Estaba pensando así cuando oyó, muy lejos, el canto de un pájaro. .
-¡Qué canto tan fuerte! -dijo admirado-. ¡qué huevos tan grandes debe tener ese pájaro!
El canto se repitió. Y entonces el coatí se puso a correr por entre el monte, cortando camino, porque el canto había sonado muy a su derecha. El sol caía ya, pero el coatí volaba con la cola levantada. Llegó a la orilla del monte, por fin, y miró al campo. Lejos vio la casa de los hombres, y vio a un hombre con botas que Ilevaba un caballo de la soga. Vio también un pájaro muy grande que cantaba y entonces el coaticito se golpeó la frente y dijo:
-¡Qué zonzo soy! Ahora ya sé qué pájaro es ése. Es un gaIlo; mamá me lo mostró un día de arriba de un árbol. Los gallos tienen un canto lindísimo, y tienen muchas gallinas que ponen huevos. ¡Si yo pudiera comer huevos de gallina!...
Es sabido que nada gusta tanto a los bichos chicos de monte como los huevos de gallina. Durante un rato el coaticito se acordó de la recomendación de su madre. Pero el deseo pudo más, y se sentó a la orilla del monte, esperando que cerrara bien la noche para ir al gallinero.

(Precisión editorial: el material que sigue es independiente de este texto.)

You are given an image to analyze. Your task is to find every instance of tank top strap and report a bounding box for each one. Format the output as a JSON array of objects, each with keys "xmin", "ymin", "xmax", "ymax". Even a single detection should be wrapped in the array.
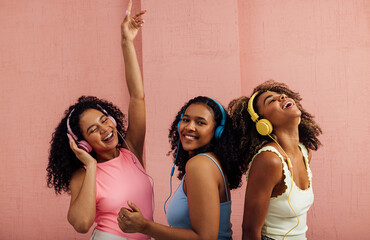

La noche cerró por fin, y entonces, en puntas de pie y paso a paso, se encaminó a la casa. Llegó allá y escuchó atentamente: no se sentía el menor ruido. El coaticito, loco de alegría porque iba a comer cien, mil, dos mil huevos de gallina, entró en el gallinero, y lo primero que vio bien en la entrada fue un huevo que estaba solo en el suelo. Pensó un instante en dejarlo para el final, como postre, porque era un huevo muy grande, pero la boca se le hizo agua, y clavó los dientes en el huevo.
Apenas lo mordió, ¡TRAC!, un terrible golpe en la cara y un inmenso dolor en el hocico.
-¡Mamá, mamá! -gritó, loco de dolor, saltando a todos lados. Pero estaba sujeto, y en ese momento oyó el ronco ladrido de un perro.
Mientras el coatí esperaba en la orilla del monte que cerrara bien la noche para ir al gallinero, el hombre de la casa jugaban sobre la gramilla con sus hijos, dos criaturas rubias de cinco y seis años, que corrían riendo, se caían, se levantaban riendo otra vez, y volvían a caerse.